ONE FIELD DRESSING IS NOT ENOUGH
There were no helicopters; destroyed by missile attack while being on a vulnerable ship. With only puny 5" naval guns from destroyers at great risk to themselves from Exocet antiship missiles--and a handful of 105mm towed guns, the British Paratroops of Colonel H. Jones have to march across the Falklands Islands with everything on their backs; they will have to overcome stiff Argentine positions, dug-in on the rocky high ground. If a "Para" gets hit he'll have to be patched-up on the spot, there will be no MEDEVAC choppers to fly him to a field hospital. If the bleeding is not stopped, the man dies.
Colonel Jones leads his men into the attack uphill. He is cut-down by machine gun fire, but his battalion defeats the "Argies", at great cost. Each man has TWO field dressings taped to his rifle buttstock to quickly stop the bleeding of both entrance and exit wounds, saving hundreds of lives.
U.S. Army SOP is one field dressing in case on the LBE shoulder straps which all combat trauma experts agree is not enough, dressings quickly saturate with blood and even 2 is not enough: the canteen cover should be redesigned for an outer pouch to hold 2 dressings and/or a cravat. Until then, 2 dressings should be taped to the rifle/weapon stock with "100 mph" tape for ready access and to act as a cheek pad. At the tape's end fold to create a "pull-tab". Its unrealistic to think Combat Life Savers (CLSers) will be able to carry enough field dressings for their entire unit in their M3 CLS bags.

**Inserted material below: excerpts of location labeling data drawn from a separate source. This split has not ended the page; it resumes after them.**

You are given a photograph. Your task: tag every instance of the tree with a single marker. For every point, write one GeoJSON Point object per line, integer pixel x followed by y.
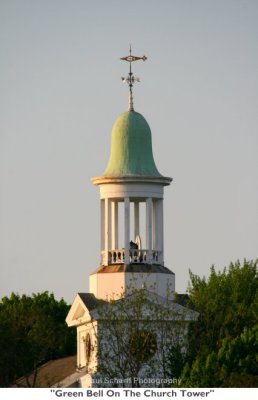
{"type": "Point", "coordinates": [32, 331]}
{"type": "Point", "coordinates": [223, 343]}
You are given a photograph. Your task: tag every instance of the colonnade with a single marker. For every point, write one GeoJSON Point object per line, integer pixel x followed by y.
{"type": "Point", "coordinates": [112, 251]}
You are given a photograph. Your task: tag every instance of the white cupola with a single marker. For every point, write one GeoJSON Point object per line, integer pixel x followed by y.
{"type": "Point", "coordinates": [131, 207]}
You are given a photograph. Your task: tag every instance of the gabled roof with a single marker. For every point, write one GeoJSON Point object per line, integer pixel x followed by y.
{"type": "Point", "coordinates": [87, 308]}
{"type": "Point", "coordinates": [81, 309]}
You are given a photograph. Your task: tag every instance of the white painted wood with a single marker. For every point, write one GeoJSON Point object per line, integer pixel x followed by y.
{"type": "Point", "coordinates": [127, 228]}
{"type": "Point", "coordinates": [149, 228]}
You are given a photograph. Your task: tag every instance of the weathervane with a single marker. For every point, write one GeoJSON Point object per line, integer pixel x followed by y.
{"type": "Point", "coordinates": [131, 79]}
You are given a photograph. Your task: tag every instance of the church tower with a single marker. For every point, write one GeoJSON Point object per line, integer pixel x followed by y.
{"type": "Point", "coordinates": [131, 257]}
{"type": "Point", "coordinates": [131, 207]}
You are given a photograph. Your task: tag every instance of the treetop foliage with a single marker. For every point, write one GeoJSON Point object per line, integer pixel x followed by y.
{"type": "Point", "coordinates": [32, 331]}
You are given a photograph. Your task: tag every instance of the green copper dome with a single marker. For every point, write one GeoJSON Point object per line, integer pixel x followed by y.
{"type": "Point", "coordinates": [131, 148]}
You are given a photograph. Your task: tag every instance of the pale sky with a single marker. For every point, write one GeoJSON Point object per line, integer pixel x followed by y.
{"type": "Point", "coordinates": [60, 95]}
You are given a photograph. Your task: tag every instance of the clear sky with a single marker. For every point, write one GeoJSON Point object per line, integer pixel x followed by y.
{"type": "Point", "coordinates": [60, 94]}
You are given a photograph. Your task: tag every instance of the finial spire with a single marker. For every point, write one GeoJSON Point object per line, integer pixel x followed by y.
{"type": "Point", "coordinates": [131, 79]}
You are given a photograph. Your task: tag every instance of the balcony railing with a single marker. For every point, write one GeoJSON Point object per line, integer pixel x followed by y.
{"type": "Point", "coordinates": [143, 256]}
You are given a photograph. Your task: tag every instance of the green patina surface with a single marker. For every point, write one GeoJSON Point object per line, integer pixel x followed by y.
{"type": "Point", "coordinates": [131, 148]}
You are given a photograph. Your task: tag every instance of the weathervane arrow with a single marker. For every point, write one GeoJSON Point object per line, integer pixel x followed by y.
{"type": "Point", "coordinates": [131, 79]}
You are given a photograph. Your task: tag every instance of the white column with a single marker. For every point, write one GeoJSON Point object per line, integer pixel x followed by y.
{"type": "Point", "coordinates": [136, 219]}
{"type": "Point", "coordinates": [108, 229]}
{"type": "Point", "coordinates": [114, 225]}
{"type": "Point", "coordinates": [160, 230]}
{"type": "Point", "coordinates": [149, 229]}
{"type": "Point", "coordinates": [102, 230]}
{"type": "Point", "coordinates": [155, 225]}
{"type": "Point", "coordinates": [102, 224]}
{"type": "Point", "coordinates": [127, 228]}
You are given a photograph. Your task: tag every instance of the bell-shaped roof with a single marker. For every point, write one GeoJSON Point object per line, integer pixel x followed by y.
{"type": "Point", "coordinates": [131, 148]}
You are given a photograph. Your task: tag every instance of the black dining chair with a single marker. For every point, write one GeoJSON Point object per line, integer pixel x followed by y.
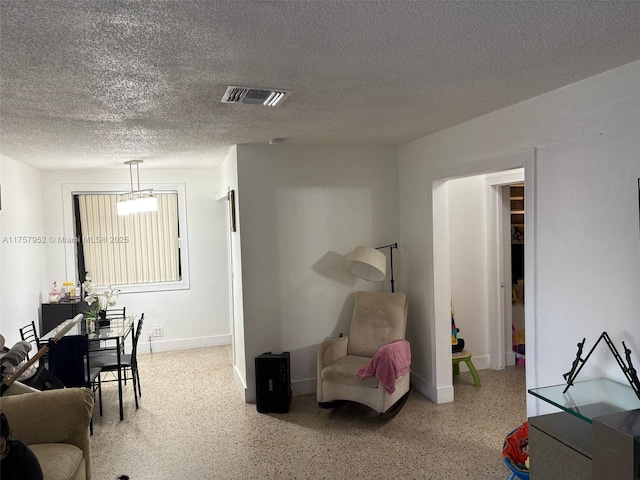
{"type": "Point", "coordinates": [70, 363]}
{"type": "Point", "coordinates": [108, 362]}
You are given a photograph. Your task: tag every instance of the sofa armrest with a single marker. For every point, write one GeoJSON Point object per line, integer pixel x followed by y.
{"type": "Point", "coordinates": [52, 416]}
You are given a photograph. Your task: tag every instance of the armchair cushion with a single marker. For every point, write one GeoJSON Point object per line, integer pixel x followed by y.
{"type": "Point", "coordinates": [55, 425]}
{"type": "Point", "coordinates": [378, 318]}
{"type": "Point", "coordinates": [344, 371]}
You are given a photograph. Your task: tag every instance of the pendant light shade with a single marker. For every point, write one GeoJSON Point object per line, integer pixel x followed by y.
{"type": "Point", "coordinates": [138, 201]}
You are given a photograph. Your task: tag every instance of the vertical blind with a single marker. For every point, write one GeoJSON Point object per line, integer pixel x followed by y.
{"type": "Point", "coordinates": [136, 248]}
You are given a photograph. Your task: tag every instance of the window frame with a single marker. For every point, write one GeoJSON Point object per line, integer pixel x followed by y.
{"type": "Point", "coordinates": [71, 256]}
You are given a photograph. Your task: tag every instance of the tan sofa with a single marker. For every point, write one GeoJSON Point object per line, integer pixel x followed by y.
{"type": "Point", "coordinates": [55, 425]}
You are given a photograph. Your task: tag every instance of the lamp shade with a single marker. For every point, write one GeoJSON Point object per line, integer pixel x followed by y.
{"type": "Point", "coordinates": [366, 263]}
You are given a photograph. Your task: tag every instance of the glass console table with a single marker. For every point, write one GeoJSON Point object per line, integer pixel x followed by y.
{"type": "Point", "coordinates": [596, 434]}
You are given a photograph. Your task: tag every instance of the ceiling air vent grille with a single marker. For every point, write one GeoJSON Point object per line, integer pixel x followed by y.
{"type": "Point", "coordinates": [255, 96]}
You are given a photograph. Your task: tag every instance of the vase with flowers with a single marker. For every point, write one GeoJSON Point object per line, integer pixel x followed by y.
{"type": "Point", "coordinates": [98, 301]}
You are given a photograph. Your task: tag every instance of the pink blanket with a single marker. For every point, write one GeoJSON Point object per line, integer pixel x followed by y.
{"type": "Point", "coordinates": [390, 362]}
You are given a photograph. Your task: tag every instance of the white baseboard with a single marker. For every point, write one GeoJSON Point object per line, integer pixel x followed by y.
{"type": "Point", "coordinates": [436, 395]}
{"type": "Point", "coordinates": [182, 344]}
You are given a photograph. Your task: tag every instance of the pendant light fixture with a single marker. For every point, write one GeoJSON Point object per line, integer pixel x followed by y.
{"type": "Point", "coordinates": [137, 201]}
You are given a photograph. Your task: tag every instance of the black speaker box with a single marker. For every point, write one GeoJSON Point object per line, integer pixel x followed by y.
{"type": "Point", "coordinates": [273, 382]}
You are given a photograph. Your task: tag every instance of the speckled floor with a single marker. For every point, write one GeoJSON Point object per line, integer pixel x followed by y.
{"type": "Point", "coordinates": [193, 424]}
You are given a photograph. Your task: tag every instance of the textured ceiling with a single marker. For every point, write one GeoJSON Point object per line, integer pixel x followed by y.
{"type": "Point", "coordinates": [86, 83]}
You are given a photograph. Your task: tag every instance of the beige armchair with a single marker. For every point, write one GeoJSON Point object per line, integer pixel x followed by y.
{"type": "Point", "coordinates": [55, 425]}
{"type": "Point", "coordinates": [379, 319]}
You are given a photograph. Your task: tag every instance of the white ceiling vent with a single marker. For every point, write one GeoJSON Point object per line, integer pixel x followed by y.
{"type": "Point", "coordinates": [255, 96]}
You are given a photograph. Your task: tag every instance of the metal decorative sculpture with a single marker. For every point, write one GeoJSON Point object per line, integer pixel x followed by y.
{"type": "Point", "coordinates": [627, 368]}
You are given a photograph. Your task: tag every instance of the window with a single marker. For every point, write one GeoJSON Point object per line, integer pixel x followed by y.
{"type": "Point", "coordinates": [132, 249]}
{"type": "Point", "coordinates": [139, 253]}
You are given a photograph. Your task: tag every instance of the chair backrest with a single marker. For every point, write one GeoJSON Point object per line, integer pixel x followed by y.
{"type": "Point", "coordinates": [68, 360]}
{"type": "Point", "coordinates": [29, 334]}
{"type": "Point", "coordinates": [134, 349]}
{"type": "Point", "coordinates": [112, 313]}
{"type": "Point", "coordinates": [378, 319]}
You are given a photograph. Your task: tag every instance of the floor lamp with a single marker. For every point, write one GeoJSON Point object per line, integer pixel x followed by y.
{"type": "Point", "coordinates": [370, 263]}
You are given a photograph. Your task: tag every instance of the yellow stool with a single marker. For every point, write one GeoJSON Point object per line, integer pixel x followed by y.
{"type": "Point", "coordinates": [465, 356]}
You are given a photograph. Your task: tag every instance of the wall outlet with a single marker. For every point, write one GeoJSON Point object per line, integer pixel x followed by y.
{"type": "Point", "coordinates": [158, 331]}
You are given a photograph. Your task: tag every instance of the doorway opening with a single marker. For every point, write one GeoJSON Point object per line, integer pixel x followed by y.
{"type": "Point", "coordinates": [498, 294]}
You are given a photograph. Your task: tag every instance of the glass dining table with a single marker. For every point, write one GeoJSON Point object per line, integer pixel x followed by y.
{"type": "Point", "coordinates": [109, 338]}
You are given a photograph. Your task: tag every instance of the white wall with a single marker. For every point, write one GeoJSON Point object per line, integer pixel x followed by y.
{"type": "Point", "coordinates": [302, 209]}
{"type": "Point", "coordinates": [468, 243]}
{"type": "Point", "coordinates": [228, 182]}
{"type": "Point", "coordinates": [191, 318]}
{"type": "Point", "coordinates": [587, 250]}
{"type": "Point", "coordinates": [22, 258]}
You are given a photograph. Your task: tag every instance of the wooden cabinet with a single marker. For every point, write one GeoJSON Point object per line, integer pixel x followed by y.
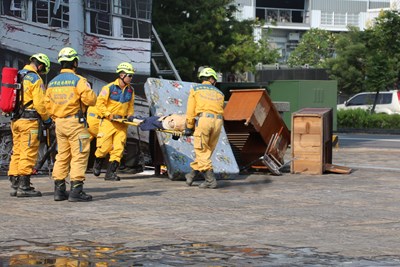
{"type": "Point", "coordinates": [311, 139]}
{"type": "Point", "coordinates": [255, 129]}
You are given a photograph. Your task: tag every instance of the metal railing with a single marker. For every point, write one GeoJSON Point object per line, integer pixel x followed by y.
{"type": "Point", "coordinates": [339, 19]}
{"type": "Point", "coordinates": [275, 15]}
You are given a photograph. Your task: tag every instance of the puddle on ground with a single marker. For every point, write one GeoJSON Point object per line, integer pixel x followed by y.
{"type": "Point", "coordinates": [88, 254]}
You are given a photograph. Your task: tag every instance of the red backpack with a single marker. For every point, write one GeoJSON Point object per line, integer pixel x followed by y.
{"type": "Point", "coordinates": [9, 89]}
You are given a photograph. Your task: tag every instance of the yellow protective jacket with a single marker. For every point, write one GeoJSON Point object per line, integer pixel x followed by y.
{"type": "Point", "coordinates": [34, 90]}
{"type": "Point", "coordinates": [68, 93]}
{"type": "Point", "coordinates": [115, 100]}
{"type": "Point", "coordinates": [203, 98]}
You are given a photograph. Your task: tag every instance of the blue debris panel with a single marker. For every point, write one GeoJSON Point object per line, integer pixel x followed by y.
{"type": "Point", "coordinates": [167, 97]}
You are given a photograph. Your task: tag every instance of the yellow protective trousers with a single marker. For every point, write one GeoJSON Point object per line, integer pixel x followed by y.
{"type": "Point", "coordinates": [25, 147]}
{"type": "Point", "coordinates": [73, 142]}
{"type": "Point", "coordinates": [206, 137]}
{"type": "Point", "coordinates": [111, 139]}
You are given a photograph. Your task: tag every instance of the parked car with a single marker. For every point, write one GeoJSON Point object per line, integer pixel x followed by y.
{"type": "Point", "coordinates": [388, 102]}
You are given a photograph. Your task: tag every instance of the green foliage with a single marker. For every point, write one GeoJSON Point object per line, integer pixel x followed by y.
{"type": "Point", "coordinates": [362, 119]}
{"type": "Point", "coordinates": [315, 47]}
{"type": "Point", "coordinates": [206, 33]}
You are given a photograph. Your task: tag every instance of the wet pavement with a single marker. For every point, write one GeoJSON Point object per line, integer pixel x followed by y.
{"type": "Point", "coordinates": [253, 220]}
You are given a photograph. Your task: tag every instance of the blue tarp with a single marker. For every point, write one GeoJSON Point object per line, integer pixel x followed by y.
{"type": "Point", "coordinates": [167, 97]}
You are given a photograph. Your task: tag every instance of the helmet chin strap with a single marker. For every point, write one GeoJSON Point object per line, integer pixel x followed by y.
{"type": "Point", "coordinates": [122, 78]}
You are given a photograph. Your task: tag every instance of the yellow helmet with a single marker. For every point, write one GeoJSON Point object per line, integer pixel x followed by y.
{"type": "Point", "coordinates": [67, 54]}
{"type": "Point", "coordinates": [42, 58]}
{"type": "Point", "coordinates": [208, 72]}
{"type": "Point", "coordinates": [125, 67]}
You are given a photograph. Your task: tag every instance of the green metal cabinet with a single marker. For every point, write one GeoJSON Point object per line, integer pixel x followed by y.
{"type": "Point", "coordinates": [305, 94]}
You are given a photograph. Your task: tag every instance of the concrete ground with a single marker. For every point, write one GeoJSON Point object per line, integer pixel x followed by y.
{"type": "Point", "coordinates": [351, 219]}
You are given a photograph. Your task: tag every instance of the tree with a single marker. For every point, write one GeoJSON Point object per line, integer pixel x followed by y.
{"type": "Point", "coordinates": [315, 47]}
{"type": "Point", "coordinates": [206, 33]}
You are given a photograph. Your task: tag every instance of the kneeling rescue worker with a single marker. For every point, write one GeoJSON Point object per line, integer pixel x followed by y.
{"type": "Point", "coordinates": [206, 102]}
{"type": "Point", "coordinates": [25, 128]}
{"type": "Point", "coordinates": [115, 101]}
{"type": "Point", "coordinates": [67, 98]}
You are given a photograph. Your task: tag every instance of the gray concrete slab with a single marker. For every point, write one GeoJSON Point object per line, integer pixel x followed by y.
{"type": "Point", "coordinates": [353, 216]}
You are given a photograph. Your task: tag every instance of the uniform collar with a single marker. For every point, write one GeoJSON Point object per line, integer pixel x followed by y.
{"type": "Point", "coordinates": [206, 82]}
{"type": "Point", "coordinates": [116, 82]}
{"type": "Point", "coordinates": [30, 68]}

6 years after we posted the idea of taping a field dressing to the rifle buttstock, U.S. Army Center for Lessons Learned (CALL) "discovered" the technique for their 2002 Afghanistan report:
http://call.army.mil/products/handbook/02-8/02-8ch2.htm
"Tape a spare field dressing to the sling at the stock, using a single strip of wide cloth tape with a quick-release tab".
The British Airborne's plight on the Falklands is not unique: all of our Iowa-class battleships are in mothballs or being turned into museums (unless Senator Sam Nunn of Georgia and John Warner of Virginia's efforts to keep 2 ships with their 16" guns available succeed) so our Airborne will only have what it takes--with coastal defenses, mines, our Navy is unlikely to risk billion-dollar Aegis cruisers into 5" gun range for Paratrooper/marines ashore. Paratroopers maneuvering against enemy fire, if hit in the chest without adequate rifle-caliber resistant body armor or gunshields will need plastic to re-establish an air-tight seal. Current CTT manuals incorrectly teach Soldiers to tape all 4 sides of a "sucking chest" wound that when closed all around causes pressure to build that can collapse the lung around the heart and kill Soldiers. All Soldiers--not just combat life-savers need to be trained to seal only 3 sides of a pressure dressing to create a "flutter valve" so pressure is released during breathing. A new field dressing with this valve built-in has been created by U.S. Navy SEAL HM2 (E5) Rick Ashermann while assigned to U.S. Army Medical Command at Fort Sam Houston, Texas. They're available from:
Armstrong Medical Co.
PO Box 700
Lincolnshire IL 60069
1-800-323-4220 or (708)913-0138
Order using the U.S. Government Blanket Purchasing Agreement # SP020095A9059 and part # AE1700; cost is $95 for a box of 10. The higher cost, pressure-release field dressing should be inside a compass/dressing pouch on the Soldier's LBE/TLBV shoulder area secured by bicycle inner-tube "Ranger Bands" for quick retrieval in event of sucking chest would with the basic field dressings in quantity (for non-pressure release wounds--2 on the buttstock as an expedient cheek pad to speed sight alignment/picture for snap shooting accuracy that hits the enemy, and one dressing under the magazine pouch top flaps using a sewn-in retainer strap which helps silence metal magazine rattle. An improved canteen cover/mag pouch with larger outer pocket would increase field dressing numbers when we realize the issue canteen cover is obsolete and unreliable due to metal snap failure and the fumbling required to access canteens.
Paratroopers hit by high-velocity projectiles not defeated by armor often have both entrance and exit wounds--one field dressing is not enough. WWII Paratroopers had a couple on their helmets and so should we.